La otra pieza del rompecabezas es la joven Naomi Campbel, personaje secundario que aparece en la vida de Yermén como doble o complementario. Naomi es una chica que planea realizarse intervenciones quirúrgicas para parecerse a la famosa modelo británica. Uno la ve y sabe que hay muy pocas semejanzas entre ella y su objeto de fascinación, pero de algún modo esa ceguera idealizada parece servir para hablar de aquello mismo que le sucede a Yermén: el dolor de tener un cuerpo que no coincide con lo que se quiere ser.
Hay momentos francamente poéticos en el film, como los planos secuencias tomados desde la nuca que acompañan a Yermén en su caminar, la ya mencionada escena de los perros/hombres ladrándole, aquel pequeño lugar de rezo encontrado en las entrañas de un tronco semitalado y la escena de sexo entre Yermén y su novio, en la que el tipo súbitamente se pone en cuatro, esperando ser penetrado por ella, lo que suscita la súbita indignación de Yermén, que lo trata de maricón y le dice que por algo quiere hacerse la vaginoplastia. Entre los mayores aciertos del film está la escena de la aplicación del test de Rorschach, en la que Yermén, al enfrentarse con la famosa lámina cuatro (cuya mancha usualmente suele ser interpretada por los testeados como un murciélago o una mariposa), se aleja de las respuestas típicas, al contestar que lo que ve es un pájaro lastimado que está aguardando. Entre esa imagen y la de otro pájaro negro que aparece dormido en las manos de una anciana, nos damos cuenta de que esa ave no es otra que Yermén, que no puede ser ni una cosa ni la otra de lo que la gente comúnmente entiende (que conste, además, que tal lámina suele ser una de las principales que utilizan los psicodiagnosticadores para evaluar las “pruebas de realidad” del paciente con su entorno).

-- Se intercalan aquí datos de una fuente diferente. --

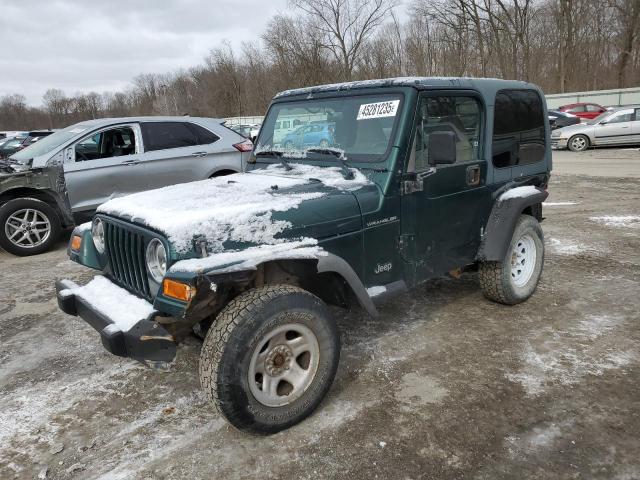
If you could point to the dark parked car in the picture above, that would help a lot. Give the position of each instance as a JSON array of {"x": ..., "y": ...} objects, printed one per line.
[
  {"x": 10, "y": 145},
  {"x": 558, "y": 119},
  {"x": 60, "y": 180},
  {"x": 433, "y": 175}
]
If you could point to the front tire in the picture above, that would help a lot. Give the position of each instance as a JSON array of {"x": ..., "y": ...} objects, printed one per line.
[
  {"x": 515, "y": 278},
  {"x": 28, "y": 226},
  {"x": 578, "y": 143},
  {"x": 270, "y": 358}
]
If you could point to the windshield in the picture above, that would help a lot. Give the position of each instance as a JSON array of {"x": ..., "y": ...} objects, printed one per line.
[
  {"x": 599, "y": 118},
  {"x": 47, "y": 144},
  {"x": 361, "y": 127}
]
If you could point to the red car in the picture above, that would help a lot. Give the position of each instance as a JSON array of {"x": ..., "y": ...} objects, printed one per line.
[{"x": 583, "y": 110}]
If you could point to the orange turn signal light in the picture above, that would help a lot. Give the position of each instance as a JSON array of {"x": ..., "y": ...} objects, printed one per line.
[
  {"x": 180, "y": 291},
  {"x": 76, "y": 242}
]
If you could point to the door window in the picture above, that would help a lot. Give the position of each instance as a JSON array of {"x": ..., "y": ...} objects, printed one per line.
[
  {"x": 518, "y": 128},
  {"x": 458, "y": 114},
  {"x": 114, "y": 142},
  {"x": 621, "y": 117},
  {"x": 205, "y": 137}
]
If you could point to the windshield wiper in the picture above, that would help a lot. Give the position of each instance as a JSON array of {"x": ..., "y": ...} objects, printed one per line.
[
  {"x": 346, "y": 172},
  {"x": 277, "y": 154}
]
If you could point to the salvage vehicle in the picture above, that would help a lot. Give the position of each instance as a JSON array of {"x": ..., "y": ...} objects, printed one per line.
[
  {"x": 620, "y": 126},
  {"x": 60, "y": 180},
  {"x": 426, "y": 176},
  {"x": 558, "y": 119},
  {"x": 584, "y": 110}
]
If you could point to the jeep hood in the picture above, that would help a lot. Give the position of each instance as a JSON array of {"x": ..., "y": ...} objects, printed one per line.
[{"x": 269, "y": 206}]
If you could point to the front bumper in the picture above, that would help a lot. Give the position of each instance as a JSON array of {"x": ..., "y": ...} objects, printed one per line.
[
  {"x": 146, "y": 341},
  {"x": 559, "y": 142}
]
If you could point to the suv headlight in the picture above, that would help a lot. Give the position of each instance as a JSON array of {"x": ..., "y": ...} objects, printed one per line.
[
  {"x": 156, "y": 260},
  {"x": 97, "y": 232}
]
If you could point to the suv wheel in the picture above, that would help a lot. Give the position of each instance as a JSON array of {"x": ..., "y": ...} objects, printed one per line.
[
  {"x": 515, "y": 278},
  {"x": 578, "y": 143},
  {"x": 28, "y": 226},
  {"x": 269, "y": 358}
]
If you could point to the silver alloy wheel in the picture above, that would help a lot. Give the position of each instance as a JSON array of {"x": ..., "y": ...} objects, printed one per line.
[
  {"x": 579, "y": 143},
  {"x": 523, "y": 260},
  {"x": 27, "y": 228},
  {"x": 284, "y": 365}
]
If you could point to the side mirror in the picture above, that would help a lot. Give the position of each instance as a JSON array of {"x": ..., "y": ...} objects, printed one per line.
[
  {"x": 69, "y": 155},
  {"x": 442, "y": 148}
]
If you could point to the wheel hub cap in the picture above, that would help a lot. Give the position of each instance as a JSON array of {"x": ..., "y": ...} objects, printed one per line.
[
  {"x": 523, "y": 260},
  {"x": 278, "y": 360},
  {"x": 27, "y": 228},
  {"x": 283, "y": 365}
]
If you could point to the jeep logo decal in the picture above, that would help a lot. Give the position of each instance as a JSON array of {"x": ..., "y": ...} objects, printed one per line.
[{"x": 386, "y": 267}]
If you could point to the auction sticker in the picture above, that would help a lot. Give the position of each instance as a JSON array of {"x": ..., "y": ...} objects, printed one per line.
[{"x": 378, "y": 110}]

A pesar de estos aciertos, hay algo en el sincretismo de Naomi Campbel que no llega a convencer. Se nota que es una película proteica, construida sobre la marcha, en la que se intenta coser demasiadas cosas en ese patchwork de lenguaje cinematográfico y documento temático. Sobre todo, el asunto de la misma Naomi se esfuma en la nada, restándole fuerza al film, dejando una sensación más cercana a la vaguedad que a lo enigmático. Además, algunas subtramas, como la del reality show que financia las operaciones de sexo a cambio de registrar el proceso, sólo se entienden bien si acudimos a la ayuda de entrevistas con los directores, por lo que quedan enredadas y mal cerradas en el desarrollo del film.
Teniendo todo esto en cuenta, podría decirse que Naomi Campbel es una película más valiente que buena, que muestra a dos directores con una gran capacidad para encontrar un detalle y dar con sus cajones invisibles, pero con una voracidad tal que no les permite engarzar todas las piezas de manera similar. Algo así como esa belleza de altar que Yermén se prepara, hecho de botellas recortadas de refrescos.